For the end of life is service,
And I felt it not before,
And I dreamed not how stupendous
Was the meaning that it bore.
In this subtle sense of being,
Newly stirred in every vein,
I can feel a throb electric--
Pleasure half allied with pain.
'Tis so sweet, and yet so awful,
So bewildering, yet brave,
To be king in every conflict
Where before I crouched a slave!
'Tis so glorious to be conscious
Of a growing power within
Stronger than the rallying forces
Of a charged and marshaled sin!
Never in those old romances
Felt I half the thrill of life
That I feel within me stirring,
Standing in this place of strife.
O those olden days of dalliance,
When I wantoned with my fate;
When I trifled with the knowledge
That had well-nigh come too late.
Yet, my soul, look not behind thee;
Thou hast work to do at last;
Let the brave toil of the present
Overarch the crumbling past.
Build thy great acts high and higher;
Build them on the conquered sod
Where thy weakness first fell bleeding,
And thy first prayer rose to God.
--Caroline Atherton Mason.
SMALL BEGINNINGS
A traveler through a dusty road strewed acorns on the lea;
And one took root and sprouted up, and grew into a tree.
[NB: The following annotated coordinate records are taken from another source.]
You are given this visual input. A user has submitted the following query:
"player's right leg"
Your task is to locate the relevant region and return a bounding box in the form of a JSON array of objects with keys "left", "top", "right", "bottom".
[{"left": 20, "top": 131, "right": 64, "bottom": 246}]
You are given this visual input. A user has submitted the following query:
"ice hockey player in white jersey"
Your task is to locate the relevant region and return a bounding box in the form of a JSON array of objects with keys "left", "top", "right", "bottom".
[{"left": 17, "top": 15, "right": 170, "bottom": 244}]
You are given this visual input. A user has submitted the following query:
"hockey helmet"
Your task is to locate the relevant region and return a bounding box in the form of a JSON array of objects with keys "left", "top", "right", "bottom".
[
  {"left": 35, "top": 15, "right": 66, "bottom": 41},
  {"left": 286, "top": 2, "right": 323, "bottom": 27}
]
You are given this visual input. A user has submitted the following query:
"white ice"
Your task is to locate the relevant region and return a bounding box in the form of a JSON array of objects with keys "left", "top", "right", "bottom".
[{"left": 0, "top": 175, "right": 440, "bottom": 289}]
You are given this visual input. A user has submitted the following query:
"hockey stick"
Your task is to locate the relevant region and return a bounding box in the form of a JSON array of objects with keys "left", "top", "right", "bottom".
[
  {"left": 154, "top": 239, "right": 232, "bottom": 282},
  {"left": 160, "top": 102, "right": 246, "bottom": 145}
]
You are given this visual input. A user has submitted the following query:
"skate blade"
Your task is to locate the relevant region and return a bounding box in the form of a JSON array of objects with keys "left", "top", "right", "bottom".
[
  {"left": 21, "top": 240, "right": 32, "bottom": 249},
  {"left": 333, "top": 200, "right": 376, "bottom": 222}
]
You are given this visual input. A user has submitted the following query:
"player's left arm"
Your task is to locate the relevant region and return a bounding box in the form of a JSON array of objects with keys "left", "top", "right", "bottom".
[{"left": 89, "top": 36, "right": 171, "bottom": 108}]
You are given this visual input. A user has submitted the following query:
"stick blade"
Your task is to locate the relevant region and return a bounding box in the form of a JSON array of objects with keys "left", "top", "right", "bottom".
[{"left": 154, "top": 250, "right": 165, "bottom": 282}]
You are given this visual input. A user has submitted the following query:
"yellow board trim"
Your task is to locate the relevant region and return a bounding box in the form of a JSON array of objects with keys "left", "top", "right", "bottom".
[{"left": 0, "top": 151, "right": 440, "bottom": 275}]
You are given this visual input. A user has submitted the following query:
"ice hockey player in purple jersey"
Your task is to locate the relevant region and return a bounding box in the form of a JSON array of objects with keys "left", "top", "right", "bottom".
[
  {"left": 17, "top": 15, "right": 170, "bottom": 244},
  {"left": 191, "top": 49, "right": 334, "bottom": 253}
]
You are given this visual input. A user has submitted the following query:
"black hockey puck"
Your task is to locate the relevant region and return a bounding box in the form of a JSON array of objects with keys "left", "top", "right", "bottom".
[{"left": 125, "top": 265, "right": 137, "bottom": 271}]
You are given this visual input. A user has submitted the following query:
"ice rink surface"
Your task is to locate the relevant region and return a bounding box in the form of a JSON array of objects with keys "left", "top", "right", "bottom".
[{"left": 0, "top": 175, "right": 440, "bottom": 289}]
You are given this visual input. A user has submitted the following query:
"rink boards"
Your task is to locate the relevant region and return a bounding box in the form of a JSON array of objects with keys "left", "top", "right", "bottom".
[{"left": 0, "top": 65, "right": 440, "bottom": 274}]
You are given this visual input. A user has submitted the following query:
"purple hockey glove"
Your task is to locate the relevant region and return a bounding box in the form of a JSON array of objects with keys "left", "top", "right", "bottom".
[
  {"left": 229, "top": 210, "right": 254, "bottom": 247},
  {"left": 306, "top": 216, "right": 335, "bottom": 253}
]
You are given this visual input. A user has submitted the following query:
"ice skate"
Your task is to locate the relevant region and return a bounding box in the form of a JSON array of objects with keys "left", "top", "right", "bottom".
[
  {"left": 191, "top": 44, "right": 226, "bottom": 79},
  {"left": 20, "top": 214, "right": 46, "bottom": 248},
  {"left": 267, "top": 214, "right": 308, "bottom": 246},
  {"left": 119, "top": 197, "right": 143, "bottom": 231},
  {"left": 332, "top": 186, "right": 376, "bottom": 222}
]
Love sought its shade, at evening time, to breathe its early vows;
And age was pleased, in heat of noon, to bask beneath its boughs;
The dormouse loved its dangling twigs the birds sweet music bore;
It stood a glory in its place, a blessing evermore.
A little spring had lost its way amid the grass and fern,
A passing stranger scooped a well where weary men might turn;
He walled it in, and hung with care a ladle at the brink;
He thought not of the deed he did, but judged that toil might drink.
He passed again, and lo! the well, by summers never dried,
Had cooled ten thousand parching tongues, and saved a life beside.
A dreamer dropped a random thought; 'twas old, and yet 'twas new;
A simple fancy of the brain, but strong in being true.
It shone upon a genial mind, and lo! its light became
A lamp of life, a beacon ray, a monitory flame.
The thought was small; its issue great; a watchfire on the hill,
It shed its radiance far adown, and cheers the valley still!